Zehua Fan,¹Nannan Zhang,¹Xiao Zhang,¹Desheng Wang,²and Gang Wu¹

Academic Editor: Balakrishnan Nagaraj

Received01 Jun 2022

Revised23 Jun 2022

Accepted01 Jul 2022

Published14 Jul 2022

Abstract

In order to realize the automation and intelligence of agricultural equipment mechanical state detection and improve the efficiency and accuracy of agricultural machinery equipment detection technology, this paper proposes an intelligent agricultural machinery equipment state detection method based on computer data mining. This method uses support vector machine to classify the equipment status and uses ant colony algorithm to solve the optimization problem. Its basic logic is to collect the status data of agricultural machinery equipment, extract the status detection characteristics of agricultural machinery equipment, and use computer data mining to establish an automatic state detection model of agricultural machinery equipment. The application results show that the correct rate of the state detection of agricultural machinery equipment is more than 95%, and the false detection rate of the state of agricultural machinery equipment is far lower than that of other current state detection methods of agricultural machinery equipment. Conclusion. This method can realize high-precision real-time detection of agricultural machinery equipment and has higher practical value.

1. Introduction

Agricultural mechanization and agricultural equipment are the important foundation for changing the mode of agricultural development and promoting the sustainable development of agriculture. They are the key areas and core support for promoting the construction of agricultural modernization. In 2018, the guiding opinions of the State Council on accelerating the transformation and upgrading of agricultural mechanization and agricultural machinery and equipment industry made an important judgment that “agricultural production has changed from mainly relying on human and animal resources to mainly relying on mechanical power and entered a new stage dominated by mechanization”, pointing out the prominent problem of “the current unbalanced and insufficient development of agricultural mechanization and agricultural machinery and equipment industry”. The general requirements of “promoting the transformation of agricultural machinery and equipment industry to high-quality development and promoting the overall, high-quality and efficient upgrading of agricultural mechanization” were clarified. The strategic plan for Rural Revitalization (2018-2022) also points out that efforts should be made to strengthen key technology research, promote the deep integration of advanced technologies such as digitalization and intelligence with agricultural mechanization, significantly improve the effective supply capacity of agricultural machinery, and lead the high-quality and efficient development of modern agriculture. It is of great significance for promoting the high-quality and efficient development of China’s agriculture to implement the spirit of the above documents, carefully understand the research and application status of foreign agricultural machinery, and then find out the key objectives for the development of China’s agricultural mechanization.

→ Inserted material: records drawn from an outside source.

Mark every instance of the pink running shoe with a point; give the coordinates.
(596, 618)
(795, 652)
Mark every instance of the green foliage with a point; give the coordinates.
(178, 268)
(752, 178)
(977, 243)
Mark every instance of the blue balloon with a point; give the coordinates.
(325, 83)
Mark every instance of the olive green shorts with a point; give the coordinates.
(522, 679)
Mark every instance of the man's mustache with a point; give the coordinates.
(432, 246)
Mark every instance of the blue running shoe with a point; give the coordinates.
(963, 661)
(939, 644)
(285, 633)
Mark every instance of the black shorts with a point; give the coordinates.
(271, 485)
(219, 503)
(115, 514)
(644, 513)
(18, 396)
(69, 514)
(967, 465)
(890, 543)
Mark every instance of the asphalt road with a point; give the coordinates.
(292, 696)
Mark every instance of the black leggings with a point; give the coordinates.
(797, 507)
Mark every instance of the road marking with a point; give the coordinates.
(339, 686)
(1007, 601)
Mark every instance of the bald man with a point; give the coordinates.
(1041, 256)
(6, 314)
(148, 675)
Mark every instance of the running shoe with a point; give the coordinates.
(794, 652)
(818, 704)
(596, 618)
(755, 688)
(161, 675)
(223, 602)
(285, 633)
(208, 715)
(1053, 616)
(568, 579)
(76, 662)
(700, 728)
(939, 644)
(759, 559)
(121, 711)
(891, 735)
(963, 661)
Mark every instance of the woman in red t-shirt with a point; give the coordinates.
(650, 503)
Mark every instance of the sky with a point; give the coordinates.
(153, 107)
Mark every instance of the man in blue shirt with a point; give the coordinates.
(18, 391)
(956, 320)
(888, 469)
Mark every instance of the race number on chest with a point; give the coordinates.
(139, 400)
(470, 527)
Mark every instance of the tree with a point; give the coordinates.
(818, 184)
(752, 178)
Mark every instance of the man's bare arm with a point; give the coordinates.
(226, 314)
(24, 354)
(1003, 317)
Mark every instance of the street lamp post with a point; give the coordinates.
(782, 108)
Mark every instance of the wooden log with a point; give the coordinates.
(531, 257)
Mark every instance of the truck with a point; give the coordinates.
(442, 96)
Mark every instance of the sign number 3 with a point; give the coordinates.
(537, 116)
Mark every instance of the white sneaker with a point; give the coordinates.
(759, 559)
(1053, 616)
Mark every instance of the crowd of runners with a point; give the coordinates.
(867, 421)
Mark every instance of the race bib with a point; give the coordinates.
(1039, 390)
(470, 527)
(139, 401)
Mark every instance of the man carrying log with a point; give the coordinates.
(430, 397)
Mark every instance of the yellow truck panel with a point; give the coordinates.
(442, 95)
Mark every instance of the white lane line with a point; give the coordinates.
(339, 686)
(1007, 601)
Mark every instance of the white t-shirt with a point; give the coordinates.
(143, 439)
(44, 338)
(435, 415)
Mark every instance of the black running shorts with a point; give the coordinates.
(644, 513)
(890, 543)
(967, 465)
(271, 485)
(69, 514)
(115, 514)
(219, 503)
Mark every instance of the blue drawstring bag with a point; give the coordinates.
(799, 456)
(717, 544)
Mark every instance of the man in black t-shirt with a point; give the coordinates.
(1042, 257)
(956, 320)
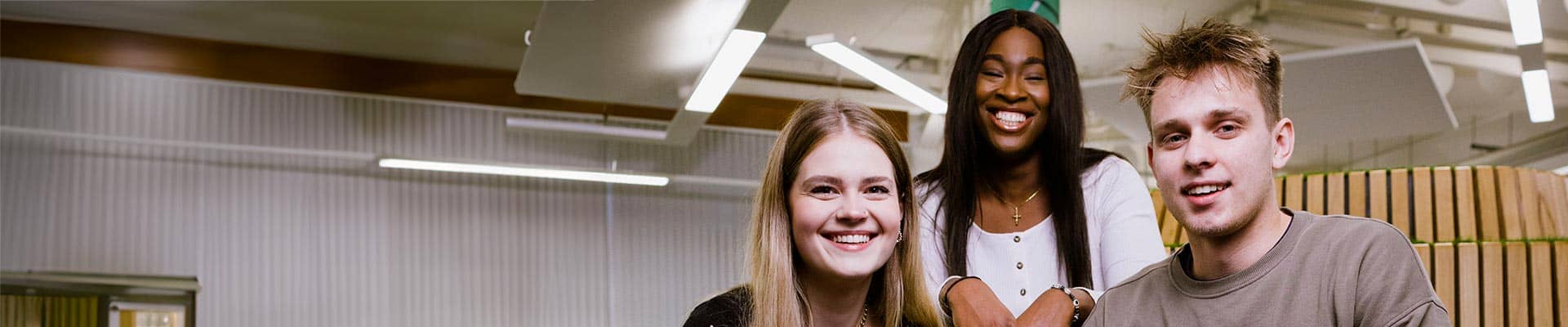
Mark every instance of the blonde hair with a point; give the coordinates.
(898, 291)
(1239, 51)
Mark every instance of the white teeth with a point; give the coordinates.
(1010, 117)
(1205, 189)
(852, 238)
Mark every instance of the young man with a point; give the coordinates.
(1211, 95)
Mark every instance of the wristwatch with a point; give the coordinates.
(1070, 298)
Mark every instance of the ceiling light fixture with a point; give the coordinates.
(1526, 20)
(725, 68)
(862, 65)
(526, 172)
(1539, 96)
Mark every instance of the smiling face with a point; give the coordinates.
(1214, 151)
(844, 208)
(1013, 92)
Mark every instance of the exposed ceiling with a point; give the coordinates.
(1471, 59)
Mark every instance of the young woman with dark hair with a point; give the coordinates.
(1022, 224)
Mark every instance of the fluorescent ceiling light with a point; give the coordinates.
(572, 175)
(880, 76)
(720, 74)
(1539, 96)
(1526, 20)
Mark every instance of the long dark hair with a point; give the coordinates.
(1063, 139)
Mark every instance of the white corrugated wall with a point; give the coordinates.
(279, 240)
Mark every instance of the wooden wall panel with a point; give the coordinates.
(1399, 200)
(1518, 282)
(1529, 204)
(1487, 204)
(1358, 194)
(1549, 199)
(1465, 204)
(1294, 190)
(1468, 306)
(1562, 282)
(1443, 204)
(1559, 204)
(1377, 190)
(1314, 194)
(1280, 189)
(1509, 204)
(1423, 224)
(1336, 194)
(1540, 284)
(1443, 280)
(1493, 286)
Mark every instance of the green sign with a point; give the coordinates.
(1046, 8)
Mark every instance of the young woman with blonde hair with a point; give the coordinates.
(833, 230)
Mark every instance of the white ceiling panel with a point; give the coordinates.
(639, 52)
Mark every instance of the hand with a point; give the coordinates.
(1056, 310)
(973, 304)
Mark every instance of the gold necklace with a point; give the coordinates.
(1017, 216)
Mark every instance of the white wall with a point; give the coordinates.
(281, 240)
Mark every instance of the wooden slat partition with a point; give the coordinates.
(1377, 187)
(1443, 204)
(1399, 200)
(1424, 252)
(1540, 284)
(1518, 282)
(1336, 194)
(1294, 187)
(1465, 204)
(1509, 202)
(1423, 211)
(1358, 194)
(1314, 194)
(1544, 195)
(1490, 238)
(1559, 200)
(1487, 204)
(1493, 306)
(1280, 189)
(1529, 204)
(1468, 306)
(1443, 277)
(1562, 282)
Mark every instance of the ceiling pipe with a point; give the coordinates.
(1526, 151)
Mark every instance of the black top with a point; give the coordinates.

At present, China is in an important period of agricultural modernization, and the demand for intelligent agricultural machinery and equipment is also growing [1, 2]. However, the intelligent level of the existing agricultural machinery and equipment in China is low, which is inconsistent with the current requirements for automation and high-efficiency operation, and is not conducive to the rapid development of China’s agricultural modernization [3, 4]. In the coming period, the development of agricultural equipment in China will face new opportunities, new demands, and new challenges, and there is still a broad space for the development of agricultural equipment manufacturing. Therefore, strengthening the intelligent innovation of agricultural machinery and improving the level of agricultural mechanization in China with information technology has become an urgent and crucial task for the development of agricultural mechanization [5].

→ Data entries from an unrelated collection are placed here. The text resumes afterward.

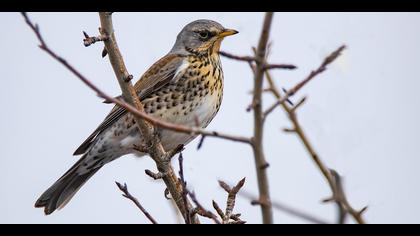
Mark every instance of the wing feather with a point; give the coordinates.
(157, 76)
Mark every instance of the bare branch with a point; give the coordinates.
(279, 66)
(128, 195)
(156, 151)
(235, 57)
(88, 40)
(201, 210)
(331, 179)
(230, 204)
(250, 59)
(263, 186)
(328, 60)
(286, 209)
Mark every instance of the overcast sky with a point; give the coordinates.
(361, 115)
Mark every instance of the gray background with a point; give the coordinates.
(361, 115)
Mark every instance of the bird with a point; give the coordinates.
(184, 87)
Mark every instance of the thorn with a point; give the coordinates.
(155, 176)
(289, 130)
(300, 103)
(104, 52)
(128, 78)
(225, 186)
(362, 211)
(265, 166)
(167, 194)
(200, 143)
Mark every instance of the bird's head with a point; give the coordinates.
(201, 36)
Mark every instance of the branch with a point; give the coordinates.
(284, 208)
(230, 204)
(260, 161)
(127, 195)
(250, 59)
(332, 181)
(328, 60)
(156, 150)
(88, 40)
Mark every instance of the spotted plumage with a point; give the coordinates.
(184, 87)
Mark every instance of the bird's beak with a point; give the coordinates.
(227, 32)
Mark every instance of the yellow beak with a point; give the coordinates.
(227, 32)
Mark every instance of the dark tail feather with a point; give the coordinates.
(61, 192)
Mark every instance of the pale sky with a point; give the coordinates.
(361, 115)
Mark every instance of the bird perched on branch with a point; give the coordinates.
(184, 87)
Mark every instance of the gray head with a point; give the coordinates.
(201, 36)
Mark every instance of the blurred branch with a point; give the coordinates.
(291, 112)
(286, 209)
(127, 195)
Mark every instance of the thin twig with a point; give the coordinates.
(88, 40)
(328, 60)
(357, 215)
(201, 210)
(286, 209)
(235, 57)
(128, 195)
(230, 204)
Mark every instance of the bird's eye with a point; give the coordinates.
(203, 34)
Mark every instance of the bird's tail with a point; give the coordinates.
(61, 192)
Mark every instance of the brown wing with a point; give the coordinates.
(157, 76)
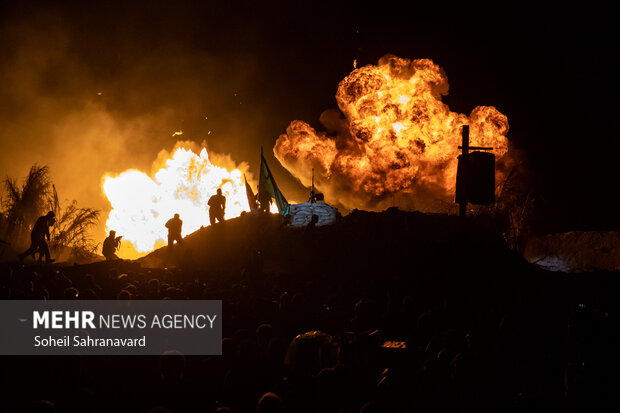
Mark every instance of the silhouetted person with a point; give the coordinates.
(217, 207)
(264, 200)
(39, 233)
(174, 226)
(110, 245)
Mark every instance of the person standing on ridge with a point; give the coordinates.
(217, 207)
(110, 245)
(40, 231)
(174, 226)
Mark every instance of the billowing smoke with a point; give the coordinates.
(393, 142)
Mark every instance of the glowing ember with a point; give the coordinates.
(397, 136)
(141, 205)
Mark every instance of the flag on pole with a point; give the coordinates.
(250, 194)
(268, 184)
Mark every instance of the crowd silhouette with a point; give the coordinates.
(391, 312)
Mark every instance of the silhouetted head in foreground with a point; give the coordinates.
(270, 403)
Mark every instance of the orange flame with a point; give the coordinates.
(141, 205)
(397, 135)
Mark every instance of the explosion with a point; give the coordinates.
(141, 205)
(396, 137)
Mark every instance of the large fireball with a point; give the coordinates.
(396, 136)
(141, 205)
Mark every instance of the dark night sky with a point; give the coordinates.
(551, 68)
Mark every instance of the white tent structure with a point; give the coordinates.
(301, 214)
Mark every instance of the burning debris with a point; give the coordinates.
(396, 138)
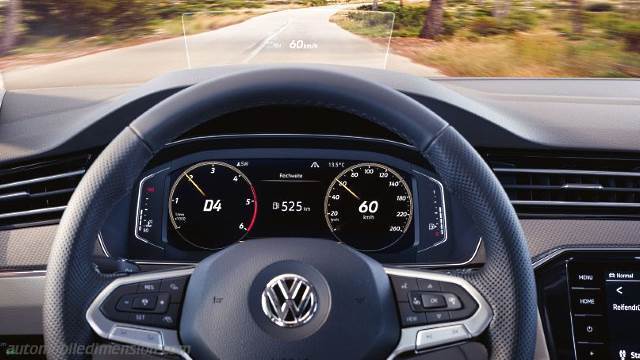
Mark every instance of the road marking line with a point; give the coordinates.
(265, 42)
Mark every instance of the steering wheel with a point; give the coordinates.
(283, 297)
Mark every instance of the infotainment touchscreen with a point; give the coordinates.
(605, 310)
(622, 293)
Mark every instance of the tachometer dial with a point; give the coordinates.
(212, 205)
(368, 206)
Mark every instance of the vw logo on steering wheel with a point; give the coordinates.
(289, 300)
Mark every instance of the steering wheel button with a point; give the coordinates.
(410, 318)
(175, 287)
(403, 286)
(145, 302)
(141, 318)
(435, 317)
(453, 302)
(162, 304)
(428, 285)
(432, 301)
(147, 338)
(149, 286)
(125, 303)
(167, 320)
(439, 336)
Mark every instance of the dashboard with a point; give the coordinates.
(391, 206)
(306, 174)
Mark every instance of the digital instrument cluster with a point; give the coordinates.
(209, 204)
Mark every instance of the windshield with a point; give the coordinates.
(49, 44)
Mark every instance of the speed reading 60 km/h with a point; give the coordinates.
(368, 206)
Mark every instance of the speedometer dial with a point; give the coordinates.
(368, 206)
(212, 204)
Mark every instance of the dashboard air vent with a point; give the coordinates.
(574, 186)
(37, 193)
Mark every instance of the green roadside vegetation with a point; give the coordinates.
(535, 38)
(51, 30)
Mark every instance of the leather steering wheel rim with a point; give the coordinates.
(506, 280)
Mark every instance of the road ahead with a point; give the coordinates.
(291, 36)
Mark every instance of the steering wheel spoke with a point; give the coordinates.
(436, 309)
(142, 310)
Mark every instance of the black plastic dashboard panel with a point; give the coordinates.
(509, 113)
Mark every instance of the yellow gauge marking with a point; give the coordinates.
(189, 177)
(349, 190)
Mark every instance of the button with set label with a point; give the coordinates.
(144, 302)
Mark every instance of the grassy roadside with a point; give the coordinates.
(528, 43)
(43, 49)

Accelerating the process of agricultural informatization is an important strategic measure to promote the development of agriculture and rural economy, increase farmers’ income and become rich, and stabilize rural society. As a typical model of China’s agricultural development in the new era, ecological agriculture has been widely recognized and accepted in theory and practice. It is considered as an inevitable choice to solve the plight of modern agriculture, reduce the pressure on population, resources, and environment, and the basis for the marketization and internationalization of China’s agricultural products [6]. Agricultural data has the characteristics of large amount, multidimensional, dynamic, incomplete, and uncertain. The information data of ecological agriculture has strong regional and timeliness. Mining data information, improving information quality, and timely providing predictive, seasonal, and instructive practical information has become an urgent problem to be studied and solved [7, 8].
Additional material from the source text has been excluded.